3. UNIVERSITY GUIDANCE FOR FIELDWORK SAFETY
The guidelines below set out basic safety precautions which should be followed at all times, whether on field classes or on independent field work.

  • The nature and purpose of the trip should be understood by all concerned before the trip begins. Pay particular attention to any specific safety instructions. 
  • Work should be carefully planned bearing in mind the experience and training of the participants and the nature of the terrain.  Care must be taken not to overestimate what can be achieved.
  • All members of a party should know what to do in the event of an accident or emergency and a first aid kit must always be carried. 
  • Students are required to indicate any physical handicap or medical condition so that suitable precautions can be taken.
  • Use personal equipment and clothing which is suitable for all weather conditions and terrain likely to be encountered.  You will be informed of requirements in advance; no-one will be allowed to set out unless they are properly clothed and equipped.
  • All participants should know the international distress signal. This consists of the following: (a) A group of 6 signals (e.g. whistle blast, torch flashes, shouts or waves of a cloth); (b) 1 minute pause; (c) Repeat (a) then (b) as often as necessary. (The reply is a group of 3 signals, repeated at 1 minute intervals if necessary).
  • On no account should students climb on cliffs, quarries or trees.  Do not touch farm or other machinery, or any items found on old army ranges. (report the latter to the party leader immediately).  Do not enter deep water or rivers in flood.
  • Always obtain permission of the land owner before entering a site.  Do not trespass on railways.  Observe the Country Code, close all gates and do not disturb farm animals.
  • In environments deemed by your supervisor to be hazardous, do not work alone; three is a suitable minimum number for unsupervised work.

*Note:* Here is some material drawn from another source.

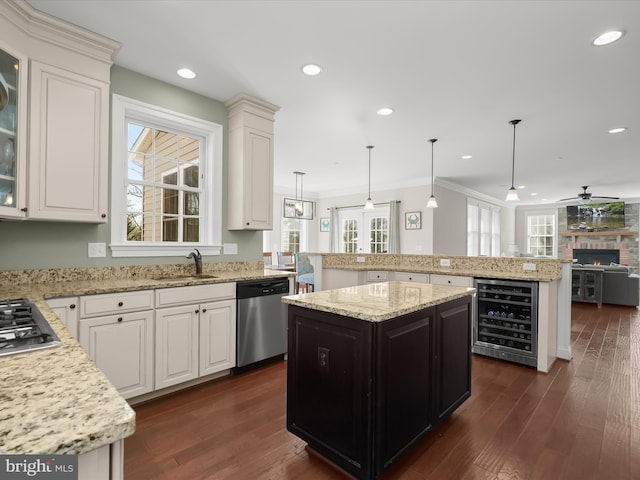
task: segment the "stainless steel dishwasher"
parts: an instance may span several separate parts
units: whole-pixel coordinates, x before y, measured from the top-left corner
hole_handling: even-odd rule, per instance
[[[286,353],[288,294],[288,278],[238,282],[236,367]]]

  • For fieldwork in remote areas you should be able to read a map and use a compass.  Map, compass, whistle, survival bag and emergency rations should be carried at all times.
  • Check the weather forecast, and keep a constant look out for changes in weather conditions; if the weather deteriorates, turn back.  Conditions such as tides etc. must also be checked and work planned accordingly.

Leave written word with your supervisor or an agreed local contact person of your route, work location and expected time of return (include map references).